Lors d’un passage à Syntagma, nous avons été interviewés avec Myrtia par Europe 1, et la BBC, puis discuté avec quelques français. Cela nous avait surpris que ceux-ci pensent, unanimement que Samaras avait accepté de former un gouvernement de coalition, alors même qu’il venait pourtant, une nouvelle fois de renouveler son refus. Nous avons par la suite vérifié ce qu’en disaient les médias français et européens. Et encore une fois (cf. dernier article) nous avons été surpris par la manière dont était contée l’actualité. Les articles établissaient à nouveau des rumeurs ou des sous-entendus comme des faits réels et établis.
On pourrait finalement penser que les médias occidentaux tentent de créer leur réalité, soit pour se rassurer, soit parce que de l’extérieur les choses paraissent plus claires, soit, enfin parce qu’il serait impensable - dans ce cas précis - que les choses ne se passent autrement.
Il est clair qu’en la situation actuelle, il parait irraisonnable, et même déplacé de refuser de prendre part à un gouvernement d’union nationale. J’ai donc tenté de chercher les sources de ce refus. Je me suis entretenu au sujet de Neo Demokratia avec quelques grecs qui ont pu m’expliquer la situation un peu plus en profondeur.

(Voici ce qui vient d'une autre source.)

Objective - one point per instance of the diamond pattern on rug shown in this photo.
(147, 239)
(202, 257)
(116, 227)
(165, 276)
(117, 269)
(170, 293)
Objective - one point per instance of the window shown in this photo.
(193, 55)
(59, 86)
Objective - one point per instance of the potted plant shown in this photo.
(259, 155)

Nea Demokratia est un parti réellement créé en 1974, mais qui trouve ses sources dans un mouvement qui commence bien plus tôt. C’est au début du siècle un rassemblement d’opposants au président Elevtherios Venizélos (dirigeant très populaire qui a largement participé à la mise en place de l’Etat grec tel qu’on le connait aujourd’hui). Ce mouvement critiquera ardument sa position pro-occidentale. Décrédibilisés par leur soutien aux Allemands pendant la première guerre mondiale puis à la dictature de 1936, ils se convertissent après-guerre dans l’anticommunisme, ce qui leur donne une certaine crédibilité et leur permettra d’accéder au pouvoir après la chute de la dictature. Konstantinos Karamalis, créateur du parti et premier dirigeant de l’ère post-dictatoriale, sera celui, qui au nom de l’anticommunisme fera entrer le pays dans l’Union Européenne.

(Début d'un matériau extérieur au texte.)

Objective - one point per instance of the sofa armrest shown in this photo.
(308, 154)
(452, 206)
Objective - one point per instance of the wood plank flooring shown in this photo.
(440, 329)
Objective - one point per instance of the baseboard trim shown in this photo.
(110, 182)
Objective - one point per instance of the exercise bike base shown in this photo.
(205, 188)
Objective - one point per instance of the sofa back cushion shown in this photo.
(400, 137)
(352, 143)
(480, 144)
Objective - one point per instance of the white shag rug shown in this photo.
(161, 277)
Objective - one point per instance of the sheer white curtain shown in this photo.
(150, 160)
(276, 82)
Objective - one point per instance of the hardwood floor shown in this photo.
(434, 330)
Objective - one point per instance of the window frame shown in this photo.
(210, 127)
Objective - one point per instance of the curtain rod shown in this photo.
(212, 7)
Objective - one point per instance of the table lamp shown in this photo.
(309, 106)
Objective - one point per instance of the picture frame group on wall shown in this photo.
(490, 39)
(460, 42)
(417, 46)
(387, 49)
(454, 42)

Les bilans des différentes législatures ND depuis 1974 sont plutôt mauvais, les gouvernements ayant presque chaque fois été mêlés à des affaires de corruption. Le dernier gouvernement ND de Kostas Karamalis (le neveu) est celui qui a truqué les chiffres grecs provoquant clairement la crise dans laquelle la Grèce est plongée aujourd’hui.
Grâce à ce bref historique, on peut mieux percevoir la position actuelle d’Antonis Samaras. Son parti a en effet toujours été dans la critique, et n’a jamais réellement assumé un projet politique solide et ambitieux puisqu’il s’est justement toujours construit en fonction de ses ennemis politiques. Ces derniers temps réfugié dans le néolibéralisme sous l’influence de leurs collègues européens, ils prônent plutôt aujourd’hui le retour à l’Etat et promettent de revenir sur ce qu’a fait G.Papandréou, chose à peu près impossible en l’état des choses.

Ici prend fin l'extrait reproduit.